His early education took place at home under his maternal grandfather Sa'id-ud-din, who taught him Qur'an memorization. He later attended Madrasa Faqriya in Delhi. At an early age, he completed his studies in Qur’an, Hadith, Tafsir, Fiqh, and Arabic grammar in Delhi under Fakhruddin Dehlavi, and later taught at the madrasa before becoming its principal.

== Works ==

His primary collection is the Diwan-e-Niyaz (over 50 editions since 1865), compiling poetry in Persian, Urdu, Arabic, and Hindavi on themes of divine love and Wahdat-ul-Wujood.

=== Diwan-e-Niyaz contents ===
Persian section: 101 ghazals; 1 munajaat (192 couplets); 1 Arabic ghazal; 1 Persian-Arabic ghazal; 2 masnavis (15 couplets each); 5 mustazads (40 couplets each).

Urdu section: 66 ghazals (approx. 525 couplets).

Hindavi section: Hori, Phag, Basant, and folk forms.

=== Other notable works ===
Risaala Raaz-o-Niyaz

Shams-ul-Ain Shareef (also: Kashf-ul-Ghain Min Shams-ul-Ain)

Tohfa'e Niyaz ba Hazrat-e-Be-Niyaz (Persian treatise on tasawwuf)

Hashiyah Sharah ‘Mulla Jalaal’ (Arabic commentary on religious philosophy)

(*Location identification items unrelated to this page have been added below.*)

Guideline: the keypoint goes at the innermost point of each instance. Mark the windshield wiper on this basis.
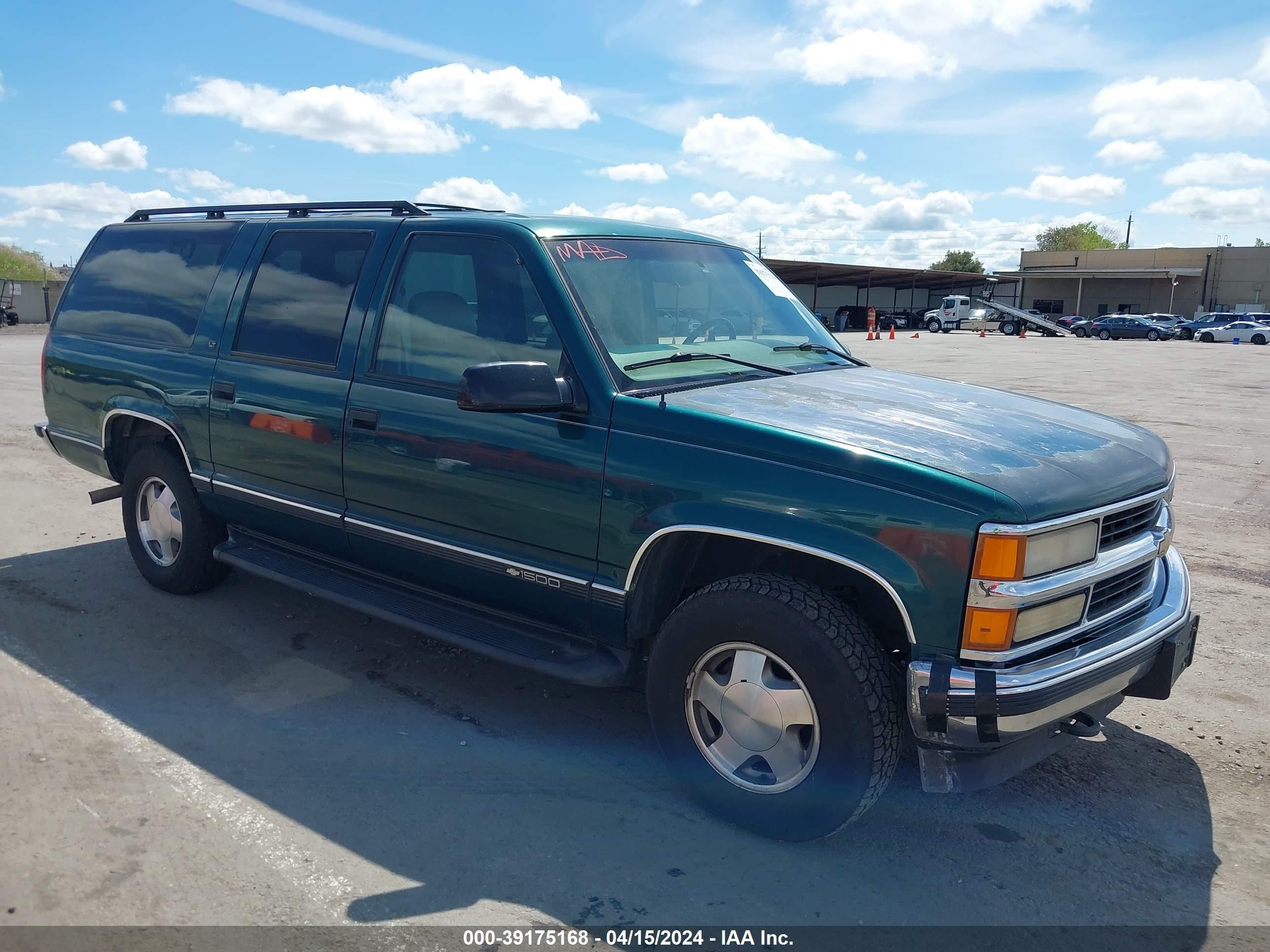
(681, 357)
(810, 347)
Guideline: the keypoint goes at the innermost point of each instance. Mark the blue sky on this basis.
(882, 131)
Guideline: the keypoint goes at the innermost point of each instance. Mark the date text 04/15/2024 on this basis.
(581, 938)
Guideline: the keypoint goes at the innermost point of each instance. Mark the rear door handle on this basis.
(364, 419)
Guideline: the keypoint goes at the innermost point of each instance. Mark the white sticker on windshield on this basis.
(775, 285)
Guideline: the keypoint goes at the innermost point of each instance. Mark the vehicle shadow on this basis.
(483, 783)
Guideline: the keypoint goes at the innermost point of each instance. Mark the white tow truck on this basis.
(962, 312)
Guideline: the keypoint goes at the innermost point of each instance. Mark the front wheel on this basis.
(774, 705)
(171, 534)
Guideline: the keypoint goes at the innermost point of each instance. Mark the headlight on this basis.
(1061, 549)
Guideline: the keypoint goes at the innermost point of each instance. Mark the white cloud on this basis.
(1179, 108)
(718, 202)
(940, 16)
(751, 146)
(1125, 153)
(882, 188)
(19, 219)
(120, 154)
(469, 192)
(507, 98)
(1223, 169)
(361, 121)
(1235, 205)
(649, 173)
(865, 54)
(1062, 188)
(1260, 71)
(97, 199)
(574, 210)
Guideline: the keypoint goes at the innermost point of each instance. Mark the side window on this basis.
(146, 282)
(299, 300)
(459, 301)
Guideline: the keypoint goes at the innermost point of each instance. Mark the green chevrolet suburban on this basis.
(618, 453)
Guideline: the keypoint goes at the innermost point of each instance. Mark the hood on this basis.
(1051, 459)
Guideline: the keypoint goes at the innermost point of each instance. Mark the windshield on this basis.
(649, 300)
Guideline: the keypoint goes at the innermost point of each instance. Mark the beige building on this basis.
(1142, 281)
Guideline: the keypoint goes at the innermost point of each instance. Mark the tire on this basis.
(830, 653)
(186, 567)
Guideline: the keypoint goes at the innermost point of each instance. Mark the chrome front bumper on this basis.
(1041, 695)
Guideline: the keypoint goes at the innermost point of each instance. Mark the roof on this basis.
(1061, 272)
(830, 274)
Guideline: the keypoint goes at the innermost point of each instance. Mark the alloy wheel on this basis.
(159, 522)
(752, 717)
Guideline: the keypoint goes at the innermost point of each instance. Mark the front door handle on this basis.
(364, 419)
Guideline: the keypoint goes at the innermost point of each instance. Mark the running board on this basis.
(544, 650)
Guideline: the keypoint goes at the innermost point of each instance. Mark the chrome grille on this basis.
(1128, 523)
(1121, 589)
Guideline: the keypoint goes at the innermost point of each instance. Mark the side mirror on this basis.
(512, 386)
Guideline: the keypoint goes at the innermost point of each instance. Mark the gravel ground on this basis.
(257, 756)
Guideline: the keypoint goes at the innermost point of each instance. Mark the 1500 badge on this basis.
(534, 577)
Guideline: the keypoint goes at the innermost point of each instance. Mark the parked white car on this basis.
(1249, 332)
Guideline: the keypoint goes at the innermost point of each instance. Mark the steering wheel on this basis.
(705, 327)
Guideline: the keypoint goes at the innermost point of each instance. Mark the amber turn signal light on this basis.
(1000, 558)
(988, 629)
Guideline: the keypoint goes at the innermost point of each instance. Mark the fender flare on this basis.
(779, 543)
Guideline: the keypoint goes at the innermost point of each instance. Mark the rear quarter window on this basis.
(146, 282)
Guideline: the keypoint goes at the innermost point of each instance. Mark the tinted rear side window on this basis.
(146, 282)
(300, 296)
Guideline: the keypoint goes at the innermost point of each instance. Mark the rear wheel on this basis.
(171, 534)
(774, 705)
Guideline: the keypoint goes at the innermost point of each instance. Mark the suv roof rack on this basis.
(301, 210)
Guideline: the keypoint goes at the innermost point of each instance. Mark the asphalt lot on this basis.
(257, 756)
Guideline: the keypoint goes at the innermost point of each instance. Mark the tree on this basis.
(958, 262)
(1083, 237)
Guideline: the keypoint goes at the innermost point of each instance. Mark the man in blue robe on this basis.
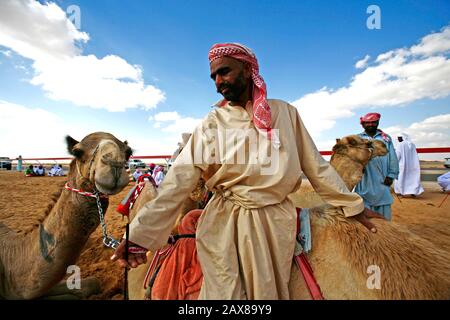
(380, 172)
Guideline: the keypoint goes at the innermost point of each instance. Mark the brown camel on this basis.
(347, 258)
(31, 266)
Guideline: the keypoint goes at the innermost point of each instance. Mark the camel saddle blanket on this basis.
(179, 275)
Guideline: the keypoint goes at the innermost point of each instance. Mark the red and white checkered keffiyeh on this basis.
(262, 116)
(370, 117)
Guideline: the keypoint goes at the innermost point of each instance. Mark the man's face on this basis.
(231, 77)
(370, 126)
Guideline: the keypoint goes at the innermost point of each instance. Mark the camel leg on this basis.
(88, 287)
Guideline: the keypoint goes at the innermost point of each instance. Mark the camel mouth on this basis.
(107, 189)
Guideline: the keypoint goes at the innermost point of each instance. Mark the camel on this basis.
(346, 257)
(32, 266)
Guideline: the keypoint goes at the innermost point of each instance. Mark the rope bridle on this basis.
(108, 241)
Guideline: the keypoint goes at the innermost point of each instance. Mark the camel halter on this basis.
(108, 241)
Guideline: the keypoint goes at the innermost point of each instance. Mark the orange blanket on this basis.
(180, 276)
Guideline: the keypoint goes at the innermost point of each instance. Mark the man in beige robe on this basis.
(252, 159)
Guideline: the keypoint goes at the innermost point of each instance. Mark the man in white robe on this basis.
(408, 182)
(444, 181)
(245, 237)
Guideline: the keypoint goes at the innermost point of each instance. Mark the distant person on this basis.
(380, 172)
(56, 171)
(137, 174)
(40, 171)
(151, 168)
(29, 172)
(19, 164)
(444, 181)
(408, 182)
(158, 175)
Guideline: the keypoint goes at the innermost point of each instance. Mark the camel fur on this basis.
(31, 266)
(346, 257)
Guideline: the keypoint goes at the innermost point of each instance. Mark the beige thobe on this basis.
(246, 234)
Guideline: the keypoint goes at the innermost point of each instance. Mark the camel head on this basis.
(359, 149)
(351, 154)
(100, 160)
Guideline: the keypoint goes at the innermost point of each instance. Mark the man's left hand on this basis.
(388, 181)
(364, 216)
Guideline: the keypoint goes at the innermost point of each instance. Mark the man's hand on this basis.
(136, 255)
(388, 181)
(364, 216)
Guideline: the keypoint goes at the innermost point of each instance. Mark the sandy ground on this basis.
(23, 203)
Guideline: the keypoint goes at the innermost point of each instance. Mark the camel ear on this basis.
(73, 146)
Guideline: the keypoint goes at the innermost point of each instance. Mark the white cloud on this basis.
(174, 123)
(167, 116)
(42, 33)
(34, 132)
(434, 43)
(397, 77)
(431, 132)
(362, 63)
(31, 132)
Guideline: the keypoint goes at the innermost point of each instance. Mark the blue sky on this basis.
(139, 69)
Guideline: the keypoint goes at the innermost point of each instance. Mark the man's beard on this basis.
(371, 130)
(235, 90)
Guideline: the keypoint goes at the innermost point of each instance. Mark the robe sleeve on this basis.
(393, 168)
(323, 177)
(152, 224)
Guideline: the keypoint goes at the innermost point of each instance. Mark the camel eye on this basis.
(128, 153)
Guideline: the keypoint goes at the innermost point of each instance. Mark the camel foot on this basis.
(88, 287)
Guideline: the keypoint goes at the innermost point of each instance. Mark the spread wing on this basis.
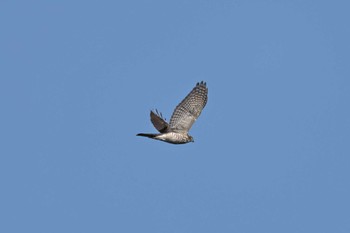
(159, 122)
(187, 112)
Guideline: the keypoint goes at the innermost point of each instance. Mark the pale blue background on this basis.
(271, 151)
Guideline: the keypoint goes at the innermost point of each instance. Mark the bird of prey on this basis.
(184, 115)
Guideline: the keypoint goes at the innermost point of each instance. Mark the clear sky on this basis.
(272, 146)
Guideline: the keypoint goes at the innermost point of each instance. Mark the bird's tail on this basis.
(149, 135)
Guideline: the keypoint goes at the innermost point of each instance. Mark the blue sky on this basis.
(271, 151)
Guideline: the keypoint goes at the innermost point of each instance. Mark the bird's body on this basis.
(185, 114)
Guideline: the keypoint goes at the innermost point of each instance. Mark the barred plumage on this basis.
(185, 114)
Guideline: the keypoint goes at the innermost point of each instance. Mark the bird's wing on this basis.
(159, 122)
(187, 112)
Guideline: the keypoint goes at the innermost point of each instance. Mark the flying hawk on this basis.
(184, 115)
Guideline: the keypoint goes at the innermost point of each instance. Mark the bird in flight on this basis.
(184, 115)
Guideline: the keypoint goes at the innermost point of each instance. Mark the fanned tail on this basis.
(149, 135)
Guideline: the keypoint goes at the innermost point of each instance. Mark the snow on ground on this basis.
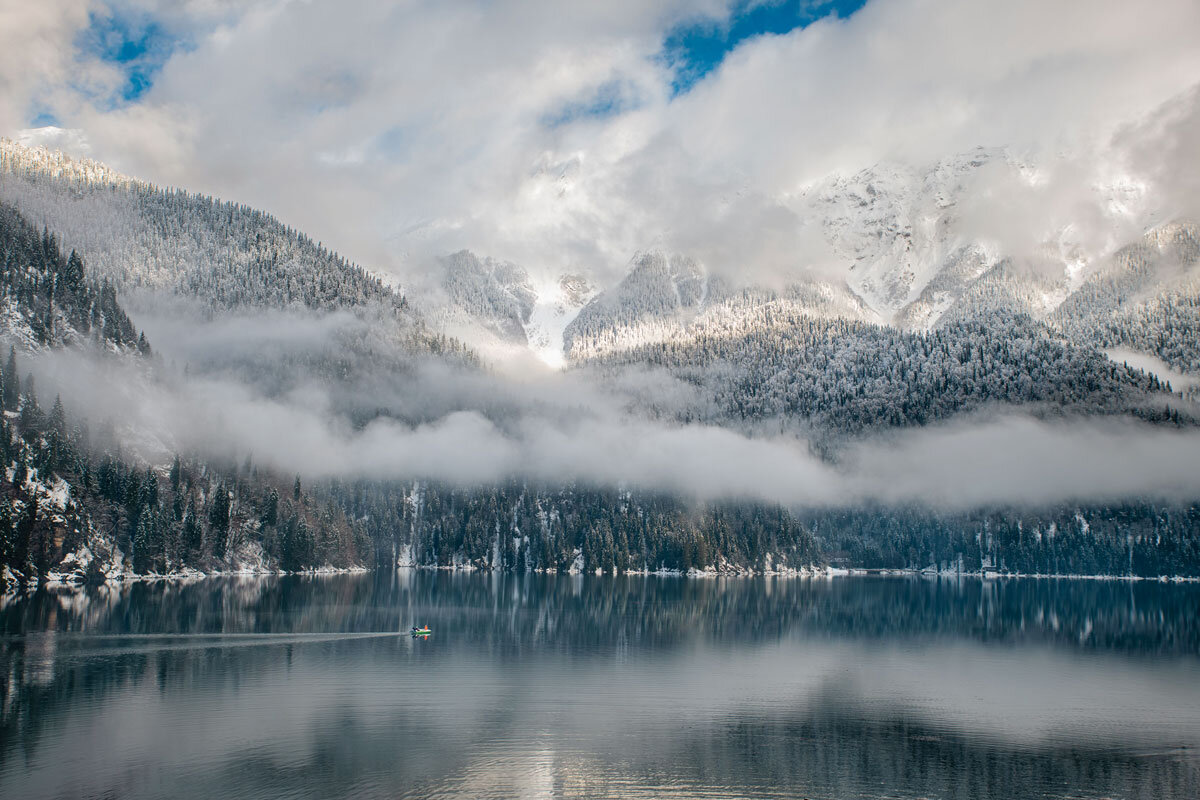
(557, 306)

Rekhta and Sufinama also catalog 286 nazms, 862 masnavis, 586 naats, qasidas, and qit'as.

== Sufi Initiation ==
Shah Niyaz Ahmad received his initial Sufi training from Syed Fakhruddin Muhammad Dehlvi (Fakhr-e-Jahan) in Bareilly, Uttar Pradesh. He was later initiated into the Qadiriyya order by Abdullah Shah Baghdadi, a direct descendant of Abdul Qadir Jilani.

He held affiliations across multiple tariqas. Qadiriyya via Abdullah Shah Baghdadi and Mohiuddin Diyasnami, Chishti-Nizami via Fakhr-e-Jahan and Saiduddin; Suhrawardiyya via Fakhr-e-Jahan, and Chishti-Sabri-Naqshbandi via Shah Rahmatullah.

The Sufi order he established is known as the Niyazi Silsila.

==Marriage and children==

Shah Niyaz Ahmad married twice. His first wife, the daughter of Abdullah Baghdadi, died after several years of marriage. He had two sons, Shah Nizam-ud-Din Husain and Shah Nasir-ud-Din, with his second wife.

== Death and legacy ==
He died on 6 Jumada al-Thani 1250 AH (9 October 1834) in Bareilly, where his tomb is located. His urs (death anniversary) is traditionally observed each year at his shrine in Bareilly.

== Successors and disciples ==

His eldest son, Nizamuddin Hussain, succeeded him as his main khalifa (spiritual successor). Other noted khulafa included Syed Muhammed Sani of Badakhshan, Maulvi Abdul Latif of Samarkand, Maulvi Naimatullah of Kabul, Maulvi Yar Muhammed of Kabul, Mulla Jan Muhammed of Kabul, Maulana Waz Muhammed of Badakhshan, Maulvi Muhammed Husain of Mecca, Mirza Asadullah Baig of Bareilly, Mirza Agha Muhammad of Jabalpur, Maulvi Ubaidullah of Mansehra, and Shah Miskeen Jaipuri.